Connections: Always connect the TCP negative wire to point 3. For fatser charging connect the TCP positive wire to point 1. For maintenance charging connect the TCP positive wire to point 2.

Battery Charging Diagram, Figure 2
Some experimentation and much patience are needed to find the best resistor to limit the charge current correctly for a given battery.

This method can be used to fully charge a gel cell. I leave the battery/charger system as shown above for days until it reaches a voltage between 13.5 and 13.8 volts, then place the BE directly on the battery, this way ALL current from the BE goes to the battery. Measure the voltage when you do this and you will notice that the battery voltage climbs to 14.4 volts rather quickly. The battery is fully charged when this happens. Place the BE back into the above configuration for continued battery care, maintenance.

The resistor needed will be different for each BE used since they are all a bit different, even the ones from the same lot like the ones I buy, but if you buy a bunch you will be able to find one resistor value that is good for the majority.

I recommend starting with a 100 ohm five or 10 watt resistor and the diode. This should get you close (about 13.0 to 13.3 volts) then add resistance until the battery is fully charged and continue to measure the voltage for a few days to be sure it doesn't over charge (go above 13.80 Volts when in maintenance mode).

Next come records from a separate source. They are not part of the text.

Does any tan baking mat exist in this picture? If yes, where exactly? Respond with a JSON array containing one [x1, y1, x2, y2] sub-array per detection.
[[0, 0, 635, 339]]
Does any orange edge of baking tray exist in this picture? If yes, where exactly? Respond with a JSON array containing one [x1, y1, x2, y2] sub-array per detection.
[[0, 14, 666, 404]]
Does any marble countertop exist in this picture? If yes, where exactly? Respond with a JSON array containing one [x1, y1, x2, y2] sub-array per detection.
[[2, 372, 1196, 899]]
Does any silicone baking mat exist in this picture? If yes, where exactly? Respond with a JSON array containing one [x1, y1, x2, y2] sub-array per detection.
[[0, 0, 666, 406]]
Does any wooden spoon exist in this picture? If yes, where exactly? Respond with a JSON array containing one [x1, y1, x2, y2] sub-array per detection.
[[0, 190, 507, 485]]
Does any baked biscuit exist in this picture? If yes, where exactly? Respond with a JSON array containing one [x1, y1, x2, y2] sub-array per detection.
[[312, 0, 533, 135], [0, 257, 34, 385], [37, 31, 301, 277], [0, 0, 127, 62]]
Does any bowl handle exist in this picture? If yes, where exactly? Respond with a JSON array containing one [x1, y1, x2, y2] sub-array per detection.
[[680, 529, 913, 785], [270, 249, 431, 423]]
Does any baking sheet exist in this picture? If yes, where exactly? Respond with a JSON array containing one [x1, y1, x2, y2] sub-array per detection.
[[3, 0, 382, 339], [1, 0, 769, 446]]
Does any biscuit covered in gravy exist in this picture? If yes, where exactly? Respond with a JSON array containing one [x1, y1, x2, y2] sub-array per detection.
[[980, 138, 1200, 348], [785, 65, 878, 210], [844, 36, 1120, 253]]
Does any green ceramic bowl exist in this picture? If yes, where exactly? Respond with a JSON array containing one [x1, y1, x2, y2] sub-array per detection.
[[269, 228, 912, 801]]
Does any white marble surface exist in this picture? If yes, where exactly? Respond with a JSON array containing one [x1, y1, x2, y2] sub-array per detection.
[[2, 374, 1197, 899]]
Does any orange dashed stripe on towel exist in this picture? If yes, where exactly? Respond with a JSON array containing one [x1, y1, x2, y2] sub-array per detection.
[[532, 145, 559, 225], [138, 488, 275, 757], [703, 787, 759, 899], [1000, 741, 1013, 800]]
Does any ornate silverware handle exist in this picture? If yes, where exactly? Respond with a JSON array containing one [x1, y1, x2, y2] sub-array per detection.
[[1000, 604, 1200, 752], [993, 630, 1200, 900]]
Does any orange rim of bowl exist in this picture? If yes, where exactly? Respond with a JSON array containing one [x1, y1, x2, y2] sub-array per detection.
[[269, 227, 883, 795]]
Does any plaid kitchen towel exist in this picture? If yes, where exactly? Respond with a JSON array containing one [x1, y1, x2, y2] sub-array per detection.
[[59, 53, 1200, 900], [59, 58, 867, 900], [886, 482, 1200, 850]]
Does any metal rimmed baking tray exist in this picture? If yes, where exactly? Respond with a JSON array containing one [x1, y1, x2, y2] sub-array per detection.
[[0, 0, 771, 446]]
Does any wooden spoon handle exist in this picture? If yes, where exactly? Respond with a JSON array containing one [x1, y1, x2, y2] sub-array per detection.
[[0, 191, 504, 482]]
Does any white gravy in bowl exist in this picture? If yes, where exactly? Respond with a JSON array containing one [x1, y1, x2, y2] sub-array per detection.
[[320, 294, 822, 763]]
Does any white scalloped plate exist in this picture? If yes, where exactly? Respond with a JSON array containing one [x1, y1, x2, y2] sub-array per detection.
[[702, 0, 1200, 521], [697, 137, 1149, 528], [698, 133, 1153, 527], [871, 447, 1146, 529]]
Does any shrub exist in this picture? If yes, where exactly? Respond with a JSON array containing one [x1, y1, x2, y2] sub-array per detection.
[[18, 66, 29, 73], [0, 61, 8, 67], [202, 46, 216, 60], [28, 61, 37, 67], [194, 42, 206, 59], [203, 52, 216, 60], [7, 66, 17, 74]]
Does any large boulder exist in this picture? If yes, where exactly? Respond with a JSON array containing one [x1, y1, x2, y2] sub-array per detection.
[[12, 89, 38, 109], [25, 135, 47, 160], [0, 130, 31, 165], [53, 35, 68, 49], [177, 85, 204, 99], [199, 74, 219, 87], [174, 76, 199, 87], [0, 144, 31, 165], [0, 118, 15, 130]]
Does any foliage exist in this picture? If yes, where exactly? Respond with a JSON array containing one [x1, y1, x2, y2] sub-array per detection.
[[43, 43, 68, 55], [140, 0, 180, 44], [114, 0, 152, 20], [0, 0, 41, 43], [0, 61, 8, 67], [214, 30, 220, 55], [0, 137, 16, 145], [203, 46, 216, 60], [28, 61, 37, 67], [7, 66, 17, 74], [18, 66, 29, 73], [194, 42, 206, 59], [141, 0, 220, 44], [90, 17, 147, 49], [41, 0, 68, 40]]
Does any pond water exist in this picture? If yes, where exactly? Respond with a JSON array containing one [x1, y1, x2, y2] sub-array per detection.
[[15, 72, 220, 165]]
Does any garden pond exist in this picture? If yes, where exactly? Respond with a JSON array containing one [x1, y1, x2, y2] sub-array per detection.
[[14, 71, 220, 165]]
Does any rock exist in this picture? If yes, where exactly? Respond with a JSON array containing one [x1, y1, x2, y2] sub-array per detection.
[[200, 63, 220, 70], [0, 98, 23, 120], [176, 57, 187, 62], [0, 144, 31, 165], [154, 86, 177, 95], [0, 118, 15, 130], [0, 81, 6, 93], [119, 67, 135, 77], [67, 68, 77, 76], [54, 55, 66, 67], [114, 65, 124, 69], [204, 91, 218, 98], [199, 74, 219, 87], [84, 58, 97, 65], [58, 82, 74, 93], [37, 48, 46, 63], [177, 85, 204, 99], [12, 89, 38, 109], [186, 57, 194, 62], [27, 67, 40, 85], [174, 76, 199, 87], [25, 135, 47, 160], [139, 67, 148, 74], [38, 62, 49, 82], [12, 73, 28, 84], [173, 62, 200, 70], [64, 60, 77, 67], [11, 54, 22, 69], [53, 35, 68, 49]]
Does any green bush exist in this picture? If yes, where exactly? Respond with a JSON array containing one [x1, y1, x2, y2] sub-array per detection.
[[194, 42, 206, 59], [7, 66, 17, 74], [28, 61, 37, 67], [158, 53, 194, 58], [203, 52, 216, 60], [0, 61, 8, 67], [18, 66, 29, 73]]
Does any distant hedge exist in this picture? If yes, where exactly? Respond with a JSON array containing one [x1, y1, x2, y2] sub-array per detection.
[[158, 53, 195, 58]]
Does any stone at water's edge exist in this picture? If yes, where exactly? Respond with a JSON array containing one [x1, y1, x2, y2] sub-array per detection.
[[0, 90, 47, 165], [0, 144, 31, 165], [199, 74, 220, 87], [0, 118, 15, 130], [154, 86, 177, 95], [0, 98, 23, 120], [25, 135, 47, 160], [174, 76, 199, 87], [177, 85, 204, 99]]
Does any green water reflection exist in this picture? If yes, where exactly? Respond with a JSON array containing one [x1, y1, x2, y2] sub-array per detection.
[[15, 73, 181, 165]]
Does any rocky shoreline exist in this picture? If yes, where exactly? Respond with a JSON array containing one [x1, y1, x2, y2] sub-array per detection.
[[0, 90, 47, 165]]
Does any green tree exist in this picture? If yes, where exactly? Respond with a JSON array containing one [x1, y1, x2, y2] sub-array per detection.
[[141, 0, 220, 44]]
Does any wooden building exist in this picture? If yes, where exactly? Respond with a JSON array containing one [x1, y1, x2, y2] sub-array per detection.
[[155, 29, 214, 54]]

I have noticed that in this arrangement even adding a volt meter affects the voltage reading when the battery is close to full charge.

Also, this arrangement works for lead acid batteries but the resistance I use is 150 ohms.

Five watt resistors get HOT with the BE's I use so take care not to touch them for too long a time.

Good-luck and I hope this helps. I am not finished with my experiments but this is what I have found out so far.